MANAGEMENT SPEAK: That's very interestingTRANSLATION: I disagreeNeuroscientists use a nifty technique called "positron emission tomography" to map which parts of the human brain process different kinds of thoughts and sensations. I'd bet that if we scanned some religious fanatics, serious football fans, and some of the people who hold extreme views about NCs, they'd all be using the same cerebral structures.
Larry Ellison of Oracle coined the term "Network Computer", and Oracle has an NC reference specification. This is the gadget I've argued against. The Citrix WinFrame may be fabulous. The HDS @workStation may be just the ticket.
But the last time I looked, they weren't built to the Oracle reference specification.
You can call anything you want an NC - it's a free country (expensive, but free). The companies that took advantage of free publicity by calling their various stuff "NCs" have to take the good with the bad. One question: given that Microsoft's new licence terms let you run Microsoft applications only on Microsoft operating systems, are you sure what you're doing is legal? It's debatable whether an NC running a Microsoft application remotely is kosher or not, and Microsoft has better lawyers than God.
People take definitions pretty seriously, and I'll bet that lots of you will get excited when I say: the opposite of "client/server" is "bad programming".
Applications are client/server when the developer breaks out different pieces of program logic into independent, portable executables. It isn't fundamentally different from what we've been doing all along with CICS, VTAM, and so on, but you may want to draw a distinction. That's cool: let's call it client/server only when application partitioning goes beyond OS and database management utilities to involve at least presentation logic, and maybe business rules and processes.
We've been breaking these into independently compiled subroutines for years, so why would they suddenly start costing more when we call them "client/server" and make them portable? Answer: we're confusing several separate issues: platforms, scalability, the user interface, and programmer training. Let's take them one by one.
Building to a platform. Cobol/CICS/3278 programmers build to a stable environment. They're just writing applications. Lots of client/server projects sink because the team has to build its ship while trying to sail it. That boat's going to leak.
Scaling. The IBM mainframe hardware/ software architecture has been optimised and refined over the years to handle high-volume batch processing. Lots of client/server projects include a goal of unplugging the mainframe in favour of cheaper MIPS. This is a great goal, and you should go for it if your system won't include big batch runs. If it will, you'll have to build in all sorts of nasty work-arounds and kludges, and these will inflate project costs unreasonably. Think of it this way: you won't win the Indy 500 with a freight train, but you also won't economically haul grain with a fleet of Porsches.

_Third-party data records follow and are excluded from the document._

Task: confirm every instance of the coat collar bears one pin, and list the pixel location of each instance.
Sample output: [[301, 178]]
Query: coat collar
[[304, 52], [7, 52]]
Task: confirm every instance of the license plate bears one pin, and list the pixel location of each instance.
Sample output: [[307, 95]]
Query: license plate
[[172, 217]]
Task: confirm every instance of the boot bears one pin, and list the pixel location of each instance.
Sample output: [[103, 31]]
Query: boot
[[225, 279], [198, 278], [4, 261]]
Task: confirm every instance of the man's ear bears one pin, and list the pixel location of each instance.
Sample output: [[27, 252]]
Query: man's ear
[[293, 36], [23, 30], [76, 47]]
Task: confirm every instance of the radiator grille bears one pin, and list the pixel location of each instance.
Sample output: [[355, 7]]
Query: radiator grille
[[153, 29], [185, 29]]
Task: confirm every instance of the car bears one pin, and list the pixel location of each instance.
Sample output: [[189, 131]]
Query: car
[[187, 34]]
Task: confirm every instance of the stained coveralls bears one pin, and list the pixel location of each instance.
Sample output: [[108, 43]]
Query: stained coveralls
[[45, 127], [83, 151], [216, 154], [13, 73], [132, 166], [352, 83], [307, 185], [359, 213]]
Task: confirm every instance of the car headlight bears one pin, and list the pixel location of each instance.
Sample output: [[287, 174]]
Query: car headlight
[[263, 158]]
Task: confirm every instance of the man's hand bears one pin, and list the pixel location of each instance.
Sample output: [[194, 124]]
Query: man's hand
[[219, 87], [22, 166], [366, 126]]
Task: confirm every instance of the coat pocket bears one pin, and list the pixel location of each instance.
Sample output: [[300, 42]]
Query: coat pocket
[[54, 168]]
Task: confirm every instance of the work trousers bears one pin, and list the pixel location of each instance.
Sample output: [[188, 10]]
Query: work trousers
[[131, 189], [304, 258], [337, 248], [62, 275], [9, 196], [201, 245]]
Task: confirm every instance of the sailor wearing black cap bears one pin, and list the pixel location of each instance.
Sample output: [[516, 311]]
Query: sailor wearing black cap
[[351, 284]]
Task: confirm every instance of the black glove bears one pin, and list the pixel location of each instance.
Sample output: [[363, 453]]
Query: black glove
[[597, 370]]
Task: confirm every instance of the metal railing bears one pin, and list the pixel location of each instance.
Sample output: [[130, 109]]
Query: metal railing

User interface. We used to build character-based monochrome interfaces that required users to learn both business and technology. Remember training call-centre agents in hundreds of transaction codes? Today, employees learn how good an interface can be at their local PC software retailer. They hold IS to a higher standard now. Surprise! It takes more time to build GUI applications with lots of interface objects, windowing, and extensive business intelligence than it takes to build 3278 screens.
Programmer training. We hire trained Cobol programmers. They learn in trade school, or we just specify in our ad, "Three years of Cobol/CICS experience". We ask client/server development teams to learn their tools as they build applications. C'mon folks, what do you expect - perfection on the first try?
So . . .
When I was a studying fish behaviour many years ago, I presented some serious statistics to my research adviser. He said, "This is fine, but what does it mean?"
Ask this question whenever you hear silly average-cost statistics from self-styled industry pundits . . . except, of course, yours truly.